L'ombre gagne mon visage et je regarde l'obstacle qui me cache du doux et beau soleil que je n'aurais sans doute plus l'occasion de voir dans peu de temps. Je fais la moue, et croise les bras.

- Tu m'caches le soleil là...

- M'en fooout...

Je le regarde s'approcher avec un vilain sourire de pervers psychopathe qui va t'emmener ans sa cachette sécrète pour ... te donner un magnifique gâteau à la fraaaaaaaise ! Nààn, il va me donner une bonne sucette (If you know what I mean guys ! .. /SBAAAM X1000/ Désolé !

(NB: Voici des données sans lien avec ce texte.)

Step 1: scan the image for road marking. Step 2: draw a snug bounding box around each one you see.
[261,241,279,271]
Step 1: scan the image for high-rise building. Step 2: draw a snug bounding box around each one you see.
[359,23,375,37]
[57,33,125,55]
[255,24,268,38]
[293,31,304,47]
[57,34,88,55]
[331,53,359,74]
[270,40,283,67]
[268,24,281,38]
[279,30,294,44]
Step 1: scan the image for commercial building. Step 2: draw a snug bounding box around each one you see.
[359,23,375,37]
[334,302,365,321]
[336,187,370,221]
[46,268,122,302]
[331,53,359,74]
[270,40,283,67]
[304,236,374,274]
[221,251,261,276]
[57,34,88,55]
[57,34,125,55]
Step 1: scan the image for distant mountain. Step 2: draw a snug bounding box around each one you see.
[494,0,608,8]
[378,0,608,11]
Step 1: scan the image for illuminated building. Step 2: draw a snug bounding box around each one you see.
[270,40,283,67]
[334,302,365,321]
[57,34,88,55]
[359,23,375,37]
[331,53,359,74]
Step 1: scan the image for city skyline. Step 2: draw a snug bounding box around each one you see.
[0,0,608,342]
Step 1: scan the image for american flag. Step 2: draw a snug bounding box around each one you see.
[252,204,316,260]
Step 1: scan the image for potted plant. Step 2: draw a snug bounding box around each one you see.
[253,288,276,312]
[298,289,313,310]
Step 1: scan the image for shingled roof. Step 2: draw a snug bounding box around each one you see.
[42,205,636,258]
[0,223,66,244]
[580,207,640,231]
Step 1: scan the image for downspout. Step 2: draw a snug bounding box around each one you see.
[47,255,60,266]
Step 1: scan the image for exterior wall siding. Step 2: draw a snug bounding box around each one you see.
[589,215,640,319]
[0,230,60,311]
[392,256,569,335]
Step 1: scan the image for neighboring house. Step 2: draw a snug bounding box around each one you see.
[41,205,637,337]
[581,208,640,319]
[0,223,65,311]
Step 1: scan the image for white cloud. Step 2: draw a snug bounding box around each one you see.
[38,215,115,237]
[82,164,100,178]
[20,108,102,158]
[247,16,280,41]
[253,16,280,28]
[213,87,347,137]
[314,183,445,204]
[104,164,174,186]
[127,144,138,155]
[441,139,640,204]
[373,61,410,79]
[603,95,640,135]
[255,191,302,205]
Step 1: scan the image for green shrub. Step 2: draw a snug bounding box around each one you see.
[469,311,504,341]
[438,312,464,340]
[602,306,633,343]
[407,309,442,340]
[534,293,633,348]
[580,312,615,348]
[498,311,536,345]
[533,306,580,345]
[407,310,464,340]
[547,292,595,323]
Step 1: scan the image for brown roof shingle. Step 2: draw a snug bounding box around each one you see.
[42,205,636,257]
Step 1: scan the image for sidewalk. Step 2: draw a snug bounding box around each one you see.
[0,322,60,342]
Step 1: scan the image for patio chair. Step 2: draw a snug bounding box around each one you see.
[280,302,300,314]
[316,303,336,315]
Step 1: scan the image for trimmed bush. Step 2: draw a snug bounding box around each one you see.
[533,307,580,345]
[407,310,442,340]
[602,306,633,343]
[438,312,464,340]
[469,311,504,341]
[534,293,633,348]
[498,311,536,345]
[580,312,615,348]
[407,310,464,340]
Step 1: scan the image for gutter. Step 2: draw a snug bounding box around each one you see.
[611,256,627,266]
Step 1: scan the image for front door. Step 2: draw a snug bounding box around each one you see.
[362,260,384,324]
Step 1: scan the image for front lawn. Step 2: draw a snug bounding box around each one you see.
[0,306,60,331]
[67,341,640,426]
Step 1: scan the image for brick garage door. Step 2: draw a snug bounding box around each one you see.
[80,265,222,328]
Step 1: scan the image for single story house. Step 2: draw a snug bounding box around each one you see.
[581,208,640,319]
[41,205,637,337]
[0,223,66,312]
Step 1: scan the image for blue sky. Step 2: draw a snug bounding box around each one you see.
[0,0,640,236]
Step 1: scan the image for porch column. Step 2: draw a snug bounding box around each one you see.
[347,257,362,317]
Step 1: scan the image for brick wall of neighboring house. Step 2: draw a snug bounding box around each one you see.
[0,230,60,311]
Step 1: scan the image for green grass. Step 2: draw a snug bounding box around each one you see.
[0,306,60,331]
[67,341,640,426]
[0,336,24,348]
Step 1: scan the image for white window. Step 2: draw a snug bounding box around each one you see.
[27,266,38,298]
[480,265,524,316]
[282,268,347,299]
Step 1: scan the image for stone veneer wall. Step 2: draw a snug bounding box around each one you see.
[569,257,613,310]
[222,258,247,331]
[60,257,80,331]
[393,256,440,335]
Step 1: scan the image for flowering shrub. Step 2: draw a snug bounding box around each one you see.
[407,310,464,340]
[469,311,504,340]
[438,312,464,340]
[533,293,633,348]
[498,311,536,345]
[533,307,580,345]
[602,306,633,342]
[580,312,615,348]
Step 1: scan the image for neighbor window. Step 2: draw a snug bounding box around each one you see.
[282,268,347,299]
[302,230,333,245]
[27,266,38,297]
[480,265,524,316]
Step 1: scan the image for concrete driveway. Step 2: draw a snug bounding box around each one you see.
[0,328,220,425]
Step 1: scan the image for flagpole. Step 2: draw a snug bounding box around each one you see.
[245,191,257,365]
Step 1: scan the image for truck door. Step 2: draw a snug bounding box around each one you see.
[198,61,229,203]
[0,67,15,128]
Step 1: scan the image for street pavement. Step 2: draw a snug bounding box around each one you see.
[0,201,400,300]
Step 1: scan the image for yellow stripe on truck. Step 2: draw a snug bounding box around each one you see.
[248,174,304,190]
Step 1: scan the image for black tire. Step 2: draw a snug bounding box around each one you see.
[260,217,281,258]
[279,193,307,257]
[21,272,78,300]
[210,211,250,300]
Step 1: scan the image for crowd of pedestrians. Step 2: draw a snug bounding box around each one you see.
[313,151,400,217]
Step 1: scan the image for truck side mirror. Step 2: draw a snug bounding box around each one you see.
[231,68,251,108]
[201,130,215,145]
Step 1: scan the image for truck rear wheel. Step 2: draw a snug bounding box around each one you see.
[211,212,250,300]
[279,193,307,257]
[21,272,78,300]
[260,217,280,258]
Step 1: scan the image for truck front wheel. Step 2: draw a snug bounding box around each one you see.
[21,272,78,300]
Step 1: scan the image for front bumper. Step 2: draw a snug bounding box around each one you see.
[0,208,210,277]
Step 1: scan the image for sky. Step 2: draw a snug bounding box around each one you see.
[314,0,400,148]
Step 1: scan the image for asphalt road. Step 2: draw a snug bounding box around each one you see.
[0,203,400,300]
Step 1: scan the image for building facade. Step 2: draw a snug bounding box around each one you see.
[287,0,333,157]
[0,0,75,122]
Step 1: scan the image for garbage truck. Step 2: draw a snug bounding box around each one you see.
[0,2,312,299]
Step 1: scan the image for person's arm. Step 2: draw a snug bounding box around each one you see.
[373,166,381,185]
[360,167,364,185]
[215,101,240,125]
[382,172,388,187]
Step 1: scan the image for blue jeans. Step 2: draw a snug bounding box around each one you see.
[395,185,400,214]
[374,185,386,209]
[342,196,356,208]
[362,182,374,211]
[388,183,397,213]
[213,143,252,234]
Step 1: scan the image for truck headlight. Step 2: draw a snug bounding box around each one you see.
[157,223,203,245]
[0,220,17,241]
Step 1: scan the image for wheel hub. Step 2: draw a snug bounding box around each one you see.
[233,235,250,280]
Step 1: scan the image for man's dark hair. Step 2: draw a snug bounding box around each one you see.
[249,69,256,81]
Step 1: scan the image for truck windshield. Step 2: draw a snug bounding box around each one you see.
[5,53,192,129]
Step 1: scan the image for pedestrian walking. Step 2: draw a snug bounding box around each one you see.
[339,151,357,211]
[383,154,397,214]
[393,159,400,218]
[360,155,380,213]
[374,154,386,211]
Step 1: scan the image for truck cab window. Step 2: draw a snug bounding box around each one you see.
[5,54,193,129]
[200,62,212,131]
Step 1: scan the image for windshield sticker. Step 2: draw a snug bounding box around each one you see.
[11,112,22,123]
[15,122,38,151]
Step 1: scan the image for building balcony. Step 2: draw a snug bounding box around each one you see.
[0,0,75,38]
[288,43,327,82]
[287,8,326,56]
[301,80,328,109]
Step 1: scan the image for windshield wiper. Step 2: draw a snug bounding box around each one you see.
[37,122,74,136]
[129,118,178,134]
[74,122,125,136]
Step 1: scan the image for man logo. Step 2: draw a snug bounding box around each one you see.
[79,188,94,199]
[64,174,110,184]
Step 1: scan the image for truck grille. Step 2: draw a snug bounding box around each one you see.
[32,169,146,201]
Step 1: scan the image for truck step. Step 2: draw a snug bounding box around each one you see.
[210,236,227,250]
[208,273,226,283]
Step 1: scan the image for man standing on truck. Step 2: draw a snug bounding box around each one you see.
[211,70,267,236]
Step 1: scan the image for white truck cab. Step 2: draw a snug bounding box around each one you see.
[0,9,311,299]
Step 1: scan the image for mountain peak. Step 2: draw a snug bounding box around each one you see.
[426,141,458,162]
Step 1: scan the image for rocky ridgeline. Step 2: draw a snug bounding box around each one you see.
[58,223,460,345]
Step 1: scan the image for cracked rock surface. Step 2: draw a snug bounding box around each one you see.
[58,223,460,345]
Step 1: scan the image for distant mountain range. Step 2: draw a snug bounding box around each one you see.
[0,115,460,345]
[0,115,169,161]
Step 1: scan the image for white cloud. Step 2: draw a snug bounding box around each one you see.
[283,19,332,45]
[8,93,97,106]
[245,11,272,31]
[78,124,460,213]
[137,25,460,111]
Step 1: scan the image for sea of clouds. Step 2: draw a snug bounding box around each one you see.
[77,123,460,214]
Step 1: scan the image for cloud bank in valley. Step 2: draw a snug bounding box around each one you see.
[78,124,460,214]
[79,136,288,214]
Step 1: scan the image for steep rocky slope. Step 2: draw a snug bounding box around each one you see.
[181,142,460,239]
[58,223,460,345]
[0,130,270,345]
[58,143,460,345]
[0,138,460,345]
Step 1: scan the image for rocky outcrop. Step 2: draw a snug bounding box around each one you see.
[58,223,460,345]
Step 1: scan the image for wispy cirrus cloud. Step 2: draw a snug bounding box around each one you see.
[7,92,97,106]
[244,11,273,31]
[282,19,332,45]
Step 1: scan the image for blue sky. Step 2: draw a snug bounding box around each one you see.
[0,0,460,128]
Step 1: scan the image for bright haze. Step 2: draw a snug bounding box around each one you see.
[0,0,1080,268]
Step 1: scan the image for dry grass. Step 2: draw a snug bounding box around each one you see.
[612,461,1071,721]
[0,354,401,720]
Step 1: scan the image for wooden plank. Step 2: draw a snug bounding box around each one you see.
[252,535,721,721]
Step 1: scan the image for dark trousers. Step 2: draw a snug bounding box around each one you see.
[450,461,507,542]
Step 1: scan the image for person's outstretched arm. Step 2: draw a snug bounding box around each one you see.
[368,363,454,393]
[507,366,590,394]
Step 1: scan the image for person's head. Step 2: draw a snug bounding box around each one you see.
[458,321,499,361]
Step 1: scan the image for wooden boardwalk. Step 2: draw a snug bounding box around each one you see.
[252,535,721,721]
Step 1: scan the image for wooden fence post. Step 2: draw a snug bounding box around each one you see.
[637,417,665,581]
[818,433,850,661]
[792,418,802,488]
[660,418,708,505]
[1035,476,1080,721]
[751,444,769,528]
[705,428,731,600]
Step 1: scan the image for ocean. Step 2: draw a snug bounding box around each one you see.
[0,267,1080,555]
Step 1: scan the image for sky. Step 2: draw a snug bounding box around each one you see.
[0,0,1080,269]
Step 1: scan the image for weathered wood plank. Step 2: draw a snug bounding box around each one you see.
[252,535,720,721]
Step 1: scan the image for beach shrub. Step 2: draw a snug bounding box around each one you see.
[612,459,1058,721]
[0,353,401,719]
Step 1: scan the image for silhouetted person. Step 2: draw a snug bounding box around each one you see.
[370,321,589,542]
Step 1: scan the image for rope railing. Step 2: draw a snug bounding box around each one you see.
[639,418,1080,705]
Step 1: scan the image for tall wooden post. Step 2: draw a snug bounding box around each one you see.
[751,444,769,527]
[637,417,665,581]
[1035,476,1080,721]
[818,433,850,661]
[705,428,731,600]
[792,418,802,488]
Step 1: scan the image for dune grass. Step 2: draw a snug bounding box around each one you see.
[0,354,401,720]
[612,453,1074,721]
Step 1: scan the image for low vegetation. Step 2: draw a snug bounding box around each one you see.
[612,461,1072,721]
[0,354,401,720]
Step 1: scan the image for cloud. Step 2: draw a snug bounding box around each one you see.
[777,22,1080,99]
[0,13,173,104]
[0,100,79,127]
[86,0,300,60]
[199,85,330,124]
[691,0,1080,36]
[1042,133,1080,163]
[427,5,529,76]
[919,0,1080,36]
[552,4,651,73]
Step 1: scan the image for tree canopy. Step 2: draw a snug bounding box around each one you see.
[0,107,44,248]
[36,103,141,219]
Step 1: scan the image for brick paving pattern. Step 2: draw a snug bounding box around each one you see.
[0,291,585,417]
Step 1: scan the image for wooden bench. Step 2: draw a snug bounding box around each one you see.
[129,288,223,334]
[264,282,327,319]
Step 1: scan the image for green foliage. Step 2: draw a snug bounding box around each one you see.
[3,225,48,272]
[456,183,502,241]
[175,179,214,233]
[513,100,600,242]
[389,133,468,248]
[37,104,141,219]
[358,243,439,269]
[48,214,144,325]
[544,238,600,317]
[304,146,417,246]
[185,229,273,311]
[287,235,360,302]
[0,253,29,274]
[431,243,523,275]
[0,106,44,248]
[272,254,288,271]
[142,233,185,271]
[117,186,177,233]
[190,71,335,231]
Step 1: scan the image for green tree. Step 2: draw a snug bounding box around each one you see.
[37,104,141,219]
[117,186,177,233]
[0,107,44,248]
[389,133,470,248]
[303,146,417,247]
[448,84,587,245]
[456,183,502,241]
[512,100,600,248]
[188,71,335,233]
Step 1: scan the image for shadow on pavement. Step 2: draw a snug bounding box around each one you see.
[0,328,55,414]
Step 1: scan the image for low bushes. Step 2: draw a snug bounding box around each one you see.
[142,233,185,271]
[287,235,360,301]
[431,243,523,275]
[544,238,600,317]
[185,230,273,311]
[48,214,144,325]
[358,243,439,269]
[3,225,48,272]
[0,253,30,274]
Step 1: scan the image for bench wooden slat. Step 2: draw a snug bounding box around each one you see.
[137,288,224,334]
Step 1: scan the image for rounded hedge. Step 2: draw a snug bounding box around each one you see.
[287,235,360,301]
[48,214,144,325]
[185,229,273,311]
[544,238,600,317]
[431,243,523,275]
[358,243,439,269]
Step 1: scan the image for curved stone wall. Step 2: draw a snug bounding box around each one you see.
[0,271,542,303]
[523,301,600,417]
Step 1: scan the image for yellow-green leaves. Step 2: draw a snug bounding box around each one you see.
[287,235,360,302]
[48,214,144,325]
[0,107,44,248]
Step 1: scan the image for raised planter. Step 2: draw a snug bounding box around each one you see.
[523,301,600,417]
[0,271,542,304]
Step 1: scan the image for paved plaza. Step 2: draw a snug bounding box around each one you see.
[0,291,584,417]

Je glousse un peu en le regardant, avec son air d'idiot bêta et pervers que j'adooore j'avoue !

L'homme n'est que Borsa-kun. Alors que je ferme les yeux, pour me reposer quand une pression soudaine apparaît sur les lèvres.

J'ouvre brutalement les yeux. On veut m'assassiner ! HEEEELP ! J'essaye de bouger, mais des bras m'écrase contre un truc dur. La pression cesse quelques minutes après, je m'écarte et respire fortement en le regardant toute rouge comme une tomate.

- Que ...

- Tu m'aaaimes pluuus ?

- Borsa...

Cet idiot. Il a manqué de me tuer, et je lui en veux même pas. Grr. Je suis trop folle de lui. Je souffle et me redresse pour coller mon dos à son torse et regarde les autres, choqués. Ah, ils ont compris que c'était réciproque ces crétins. Enfin. Je souris tranquillement et m'écrase contre lui. J'peux crever en paix maintenant et sans regret.